Allerdings muss man sich in diesem Zusammenhang fragen, wohin eine vollständige Nivellierung der Gesellschaft, sofern dies möglich wäre, führen würde. Was wollen wir Menschen? Ich antworte für die ganze Menschheit: Leben. Das Qualitätskriterium für die Beurteilung einer Gesellschaft müsste Leben -> Lebendigkeit sein. Also inwiefern wird unsere Gesellschaft durch unsere reformerischen Fortschritte lebendiger.
Die Künste bieten uns zum Begriff des Lebendigen eine gute Orientierung. Ein Bild zum Beispiel, wirkt lebendiger, wenn es kontrastreich angelegt ist. Ein Film bewegt, wenn er dramatisch ist. Würde man sich in den Kunstwerken selber am Gebot von Gleichheit und Gerechtigkeit orientieren (interessant in diesem Zusammenhang die Zwölftonmusik), interessierte sich niemand mehr dafür. Es wäre keine Kunst mehr.
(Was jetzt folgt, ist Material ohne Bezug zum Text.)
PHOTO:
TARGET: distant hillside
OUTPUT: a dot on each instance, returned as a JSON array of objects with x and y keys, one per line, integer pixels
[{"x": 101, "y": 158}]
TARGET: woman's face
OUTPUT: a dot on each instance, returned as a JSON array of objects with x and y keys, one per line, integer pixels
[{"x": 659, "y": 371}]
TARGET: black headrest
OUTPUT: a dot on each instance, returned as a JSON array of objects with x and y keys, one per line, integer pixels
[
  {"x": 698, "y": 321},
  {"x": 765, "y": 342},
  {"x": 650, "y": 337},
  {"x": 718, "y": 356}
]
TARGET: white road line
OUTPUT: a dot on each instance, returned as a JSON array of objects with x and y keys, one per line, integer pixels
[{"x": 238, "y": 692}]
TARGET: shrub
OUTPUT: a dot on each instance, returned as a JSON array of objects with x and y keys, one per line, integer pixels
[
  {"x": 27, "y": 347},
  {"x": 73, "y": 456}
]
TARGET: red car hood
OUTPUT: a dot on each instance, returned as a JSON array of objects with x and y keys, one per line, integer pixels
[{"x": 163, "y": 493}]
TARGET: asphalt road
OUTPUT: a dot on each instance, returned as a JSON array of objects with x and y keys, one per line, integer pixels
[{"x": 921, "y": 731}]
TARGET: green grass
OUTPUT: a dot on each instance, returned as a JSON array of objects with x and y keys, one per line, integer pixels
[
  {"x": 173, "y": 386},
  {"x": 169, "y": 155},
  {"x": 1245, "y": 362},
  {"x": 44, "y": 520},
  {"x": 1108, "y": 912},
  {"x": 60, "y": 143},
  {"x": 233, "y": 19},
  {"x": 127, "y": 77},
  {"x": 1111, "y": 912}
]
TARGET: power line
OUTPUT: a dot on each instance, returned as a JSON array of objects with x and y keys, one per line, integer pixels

Nun, das Leben ist keine Kunst, oder vielleicht doch? Auf jeden Fall finde ich es interessant, sich mit den Folgen einer weiteren Nivellierung der Gesellschaft auseinanderzusetzen. Ich glaube, dass es in (ferner) Zukunft möglich sein wird, auch die Ressource Intelligenz kontrolliert "umzuverteilen". Was geschieht dann mit den Kontrasten? Führt eine gerechtere Welt auch zu einer lebendigeren Welt? Unsere heutigen öffentlichen Diskussionen sind nötig, aber gemessen an unserer Echtzeit - Informationsdemokratie sind sie sehr eng begrenzt, wie sie Sie zu recht bemerken.